Step 5: set up a simple opt-out.
Every message must include a clear unsubscribe option. "Reply STOP to stop receiving our messages" or an unsubscribe button directly integrated into the message. This is a legal obligation and good practice that protects your reputation.
Golden rules for successful WhatsApp marketing
WhatsApp is a conversational channel, not a broadcast channel. Every message must provide real value: useful information, a relevant offer, a concrete benefit. A generic message that looks like spam will destroy the trust you took time to build.
Always personalize. The first name, the product concerned, the context of the exchange: the more precise the message, the more engaging it is.
Do not replace email and SMS with WhatsApp. Add it to your omnichannel strategy by leveraging what it does better than other channels: immediacy, rich format, and two-way conversation.

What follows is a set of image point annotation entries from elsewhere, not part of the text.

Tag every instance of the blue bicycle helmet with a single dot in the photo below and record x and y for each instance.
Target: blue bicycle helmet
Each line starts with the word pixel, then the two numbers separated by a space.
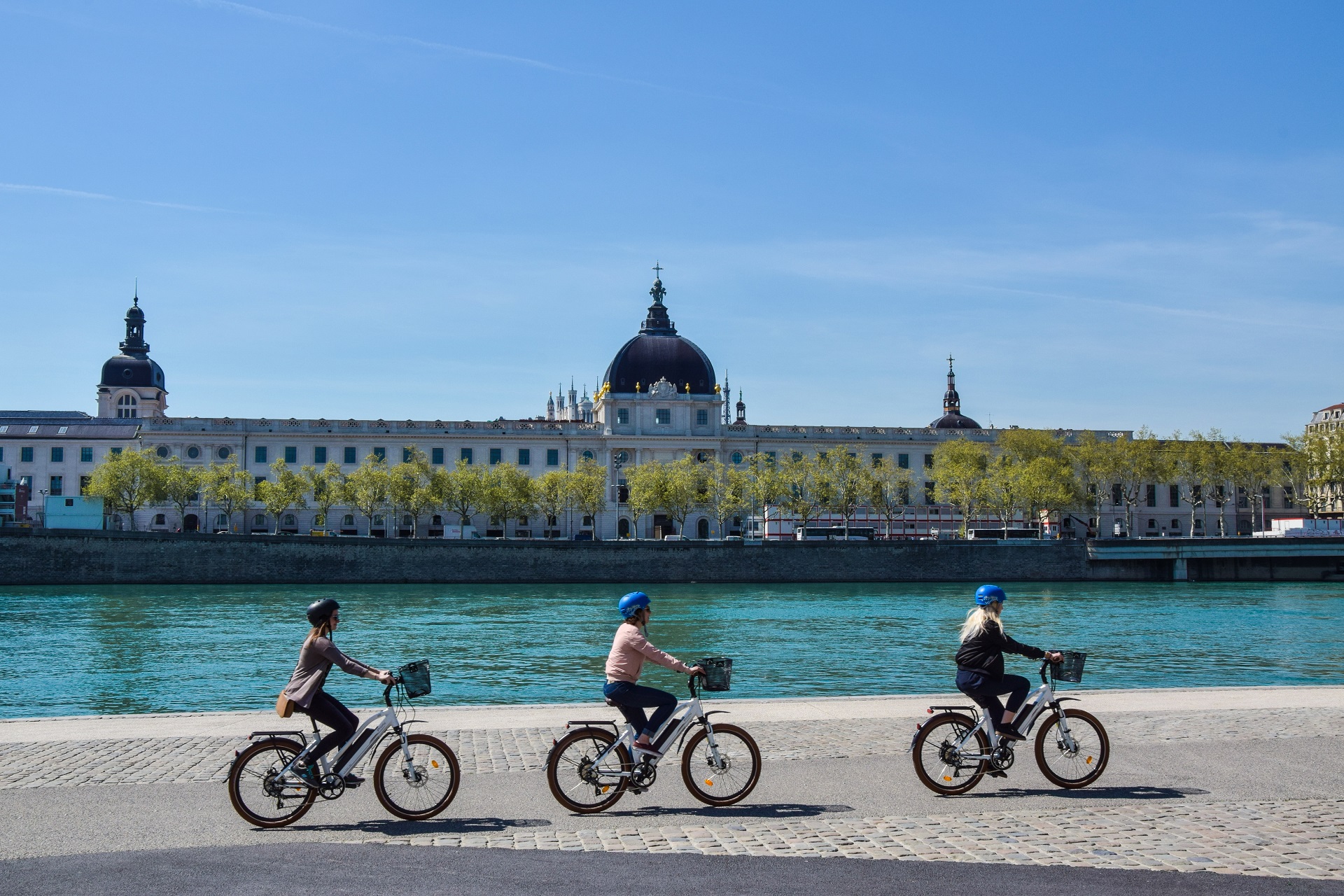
pixel 987 594
pixel 632 603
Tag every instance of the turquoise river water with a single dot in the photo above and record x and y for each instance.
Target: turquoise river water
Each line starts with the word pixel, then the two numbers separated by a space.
pixel 169 649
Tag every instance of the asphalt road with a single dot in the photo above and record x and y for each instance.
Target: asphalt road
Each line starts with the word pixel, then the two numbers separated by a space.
pixel 148 839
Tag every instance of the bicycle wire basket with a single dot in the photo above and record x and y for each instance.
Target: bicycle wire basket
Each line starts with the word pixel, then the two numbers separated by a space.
pixel 416 679
pixel 1070 668
pixel 718 673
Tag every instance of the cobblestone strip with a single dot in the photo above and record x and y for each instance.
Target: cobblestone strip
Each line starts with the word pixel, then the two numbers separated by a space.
pixel 1294 839
pixel 495 750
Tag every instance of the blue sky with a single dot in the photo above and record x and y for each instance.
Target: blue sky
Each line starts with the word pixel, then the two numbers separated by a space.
pixel 1112 214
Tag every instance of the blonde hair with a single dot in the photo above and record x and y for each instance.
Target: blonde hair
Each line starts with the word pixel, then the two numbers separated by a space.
pixel 980 617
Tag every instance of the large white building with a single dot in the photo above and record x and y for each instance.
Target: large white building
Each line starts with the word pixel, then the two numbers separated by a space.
pixel 659 400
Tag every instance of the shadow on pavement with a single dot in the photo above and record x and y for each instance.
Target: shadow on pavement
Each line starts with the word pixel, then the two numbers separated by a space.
pixel 768 811
pixel 397 828
pixel 1094 793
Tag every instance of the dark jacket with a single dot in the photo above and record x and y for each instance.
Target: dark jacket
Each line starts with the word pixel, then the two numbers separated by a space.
pixel 984 653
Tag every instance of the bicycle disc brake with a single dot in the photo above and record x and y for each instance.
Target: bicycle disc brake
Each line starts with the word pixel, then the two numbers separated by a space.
pixel 331 786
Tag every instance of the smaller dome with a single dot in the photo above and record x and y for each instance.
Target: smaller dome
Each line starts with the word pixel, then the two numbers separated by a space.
pixel 125 370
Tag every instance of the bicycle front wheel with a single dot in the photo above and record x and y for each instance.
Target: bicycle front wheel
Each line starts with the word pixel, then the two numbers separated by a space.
pixel 940 754
pixel 1074 764
pixel 578 780
pixel 724 780
pixel 419 789
pixel 257 790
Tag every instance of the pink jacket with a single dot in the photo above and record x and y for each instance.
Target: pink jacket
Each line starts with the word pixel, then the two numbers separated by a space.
pixel 629 649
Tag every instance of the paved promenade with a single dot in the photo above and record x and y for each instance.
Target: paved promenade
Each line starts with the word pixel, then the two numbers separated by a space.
pixel 1238 780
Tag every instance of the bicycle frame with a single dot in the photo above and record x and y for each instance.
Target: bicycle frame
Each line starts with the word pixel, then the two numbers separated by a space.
pixel 686 715
pixel 369 735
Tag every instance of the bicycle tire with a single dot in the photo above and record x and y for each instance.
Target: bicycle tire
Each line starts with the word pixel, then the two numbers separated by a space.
pixel 1093 763
pixel 242 776
pixel 571 776
pixel 692 777
pixel 952 726
pixel 438 760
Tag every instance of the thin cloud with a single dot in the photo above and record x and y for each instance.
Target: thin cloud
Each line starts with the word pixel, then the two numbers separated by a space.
pixel 83 194
pixel 229 6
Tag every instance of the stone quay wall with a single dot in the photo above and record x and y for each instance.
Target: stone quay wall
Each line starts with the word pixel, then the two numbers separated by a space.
pixel 55 556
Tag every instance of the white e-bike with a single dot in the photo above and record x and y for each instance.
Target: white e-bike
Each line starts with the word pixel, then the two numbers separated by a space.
pixel 416 777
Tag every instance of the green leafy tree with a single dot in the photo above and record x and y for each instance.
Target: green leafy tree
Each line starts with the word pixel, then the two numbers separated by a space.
pixel 960 468
pixel 229 488
pixel 182 486
pixel 128 481
pixel 554 495
pixel 464 493
pixel 889 491
pixel 508 493
pixel 368 488
pixel 326 485
pixel 647 486
pixel 281 493
pixel 724 493
pixel 589 491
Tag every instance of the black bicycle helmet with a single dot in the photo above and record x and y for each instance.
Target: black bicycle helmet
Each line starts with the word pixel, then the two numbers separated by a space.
pixel 319 610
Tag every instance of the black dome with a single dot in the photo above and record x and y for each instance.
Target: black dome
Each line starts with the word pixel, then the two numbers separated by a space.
pixel 647 359
pixel 955 422
pixel 125 370
pixel 657 352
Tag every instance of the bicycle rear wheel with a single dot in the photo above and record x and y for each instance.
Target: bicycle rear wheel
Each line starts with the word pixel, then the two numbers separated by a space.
pixel 1081 764
pixel 257 790
pixel 939 762
pixel 733 777
pixel 422 788
pixel 577 780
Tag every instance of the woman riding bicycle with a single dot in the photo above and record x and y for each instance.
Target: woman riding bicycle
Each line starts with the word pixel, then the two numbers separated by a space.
pixel 980 662
pixel 629 649
pixel 305 687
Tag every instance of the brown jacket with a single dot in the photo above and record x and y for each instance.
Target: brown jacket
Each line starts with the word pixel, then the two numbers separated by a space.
pixel 315 662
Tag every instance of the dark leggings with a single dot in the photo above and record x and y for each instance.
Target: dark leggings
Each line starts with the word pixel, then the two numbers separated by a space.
pixel 331 713
pixel 631 699
pixel 986 692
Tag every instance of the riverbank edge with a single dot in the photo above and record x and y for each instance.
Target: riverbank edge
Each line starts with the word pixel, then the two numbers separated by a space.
pixel 895 707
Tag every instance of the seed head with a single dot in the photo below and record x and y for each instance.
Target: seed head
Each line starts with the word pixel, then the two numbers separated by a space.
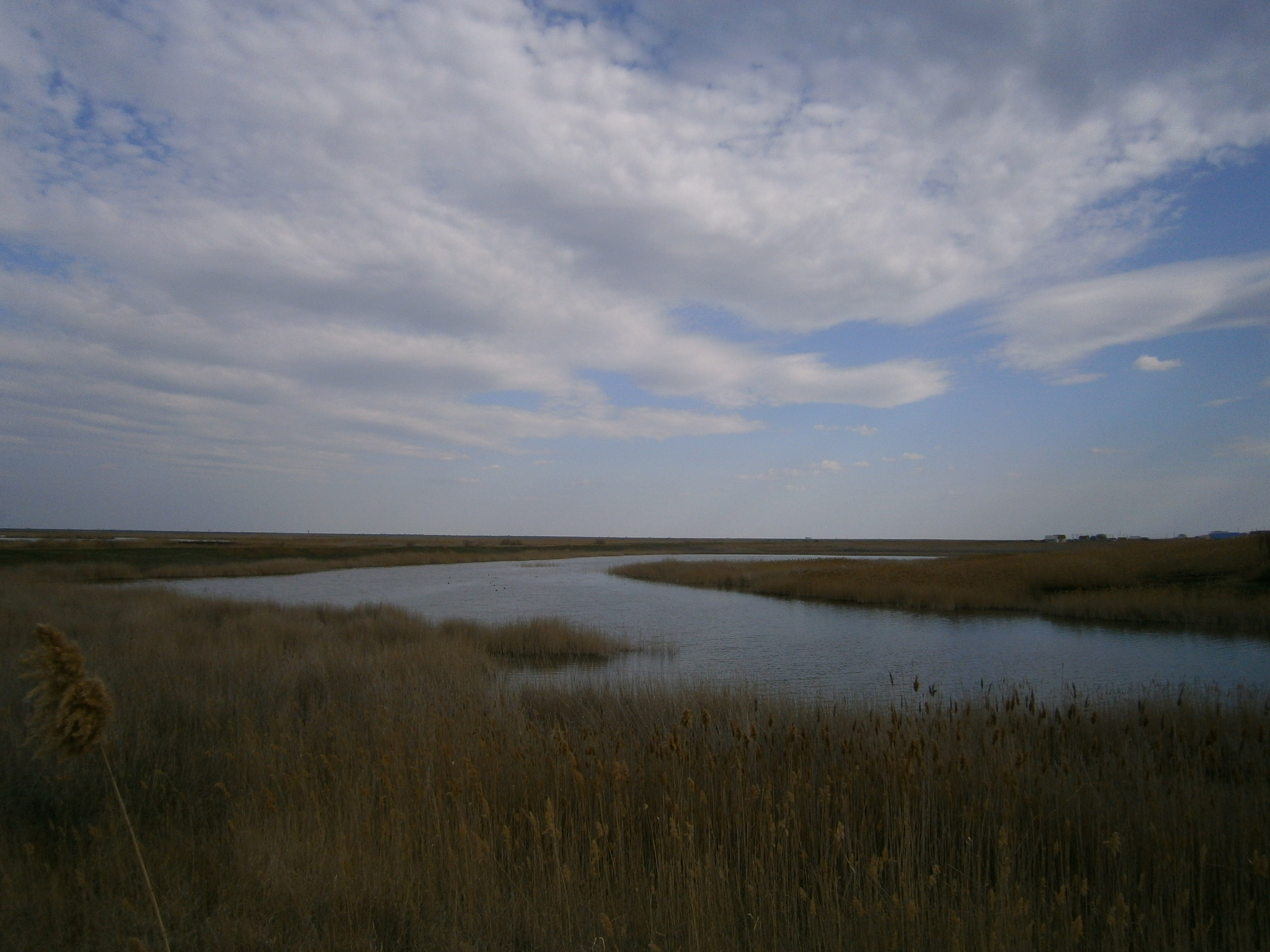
pixel 69 707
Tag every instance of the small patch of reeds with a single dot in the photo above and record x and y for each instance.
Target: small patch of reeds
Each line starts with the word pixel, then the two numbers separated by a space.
pixel 1205 583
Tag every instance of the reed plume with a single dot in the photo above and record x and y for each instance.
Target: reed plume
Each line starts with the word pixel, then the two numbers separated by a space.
pixel 69 713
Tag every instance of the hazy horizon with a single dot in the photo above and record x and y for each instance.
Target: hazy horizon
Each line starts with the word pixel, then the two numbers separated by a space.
pixel 648 270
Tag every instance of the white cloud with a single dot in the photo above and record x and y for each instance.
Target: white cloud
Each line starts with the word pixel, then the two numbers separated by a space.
pixel 1067 323
pixel 1074 380
pixel 329 230
pixel 1251 446
pixel 790 473
pixel 1154 364
pixel 862 431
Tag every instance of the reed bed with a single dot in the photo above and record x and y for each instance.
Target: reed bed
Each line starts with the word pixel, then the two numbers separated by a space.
pixel 320 779
pixel 1206 583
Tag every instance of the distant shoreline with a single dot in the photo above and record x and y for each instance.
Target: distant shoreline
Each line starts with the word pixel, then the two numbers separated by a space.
pixel 122 555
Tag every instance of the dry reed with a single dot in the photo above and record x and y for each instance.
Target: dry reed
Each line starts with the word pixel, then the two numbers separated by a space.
pixel 70 711
pixel 1185 582
pixel 331 779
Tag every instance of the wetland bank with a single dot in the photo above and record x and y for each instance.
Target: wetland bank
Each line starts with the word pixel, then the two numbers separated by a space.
pixel 352 777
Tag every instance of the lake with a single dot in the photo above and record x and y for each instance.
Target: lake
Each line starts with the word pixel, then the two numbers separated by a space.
pixel 782 645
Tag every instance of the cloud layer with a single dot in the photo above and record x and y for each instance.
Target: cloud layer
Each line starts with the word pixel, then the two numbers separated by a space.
pixel 318 231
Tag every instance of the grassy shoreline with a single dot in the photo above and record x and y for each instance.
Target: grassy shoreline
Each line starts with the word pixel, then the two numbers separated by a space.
pixel 333 779
pixel 107 557
pixel 1200 583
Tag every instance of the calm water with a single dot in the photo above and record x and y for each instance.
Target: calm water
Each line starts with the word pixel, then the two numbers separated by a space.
pixel 783 645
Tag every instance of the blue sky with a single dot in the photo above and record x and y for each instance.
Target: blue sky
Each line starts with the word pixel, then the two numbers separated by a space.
pixel 906 270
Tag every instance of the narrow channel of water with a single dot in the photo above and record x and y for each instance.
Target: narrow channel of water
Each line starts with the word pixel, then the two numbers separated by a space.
pixel 778 644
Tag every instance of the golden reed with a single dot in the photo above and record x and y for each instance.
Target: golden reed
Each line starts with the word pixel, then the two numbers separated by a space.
pixel 69 714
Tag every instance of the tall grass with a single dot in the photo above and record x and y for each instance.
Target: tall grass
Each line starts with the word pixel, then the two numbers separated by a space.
pixel 1179 582
pixel 329 779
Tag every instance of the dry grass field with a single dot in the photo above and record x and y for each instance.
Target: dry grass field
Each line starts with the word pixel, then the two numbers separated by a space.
pixel 107 557
pixel 319 779
pixel 1205 583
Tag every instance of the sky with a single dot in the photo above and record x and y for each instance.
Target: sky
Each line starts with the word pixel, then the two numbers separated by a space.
pixel 919 268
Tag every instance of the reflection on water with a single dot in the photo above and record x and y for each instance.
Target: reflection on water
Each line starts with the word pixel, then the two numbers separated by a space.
pixel 783 645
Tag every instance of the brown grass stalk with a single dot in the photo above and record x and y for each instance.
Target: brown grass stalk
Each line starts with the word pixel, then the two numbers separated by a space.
pixel 70 713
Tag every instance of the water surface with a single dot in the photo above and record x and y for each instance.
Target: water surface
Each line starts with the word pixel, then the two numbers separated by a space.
pixel 780 644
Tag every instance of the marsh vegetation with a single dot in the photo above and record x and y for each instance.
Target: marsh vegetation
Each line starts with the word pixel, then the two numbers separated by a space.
pixel 105 557
pixel 332 779
pixel 1205 583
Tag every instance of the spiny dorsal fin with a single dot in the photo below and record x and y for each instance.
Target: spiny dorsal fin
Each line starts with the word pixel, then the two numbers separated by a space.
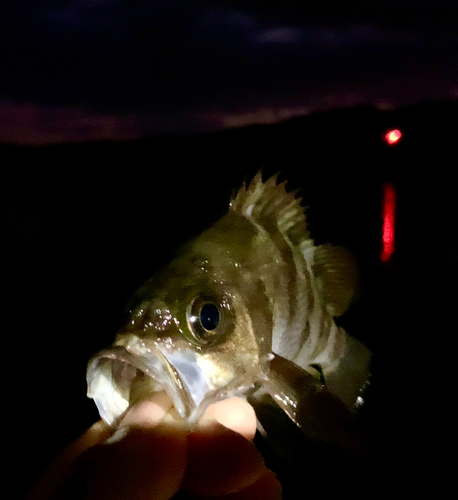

What The Modern Letter does with WhatsApp
At The Modern Letter, we integrate WhatsApp into our e-commerce clients' CRM strategies in addition to email and SMS on Klaviyo. API configuration, template creation and validation, automated flow building, opt-in collection, and performance monitoring: we manage the entire deployment so that WhatsApp becomes a real revenue channel, and not just an experiment.
Because a well-placed message on WhatsApp, at the right time and with the right content, can do what email can no longer do: capture the immediate attention of a customer who had decided not to buy.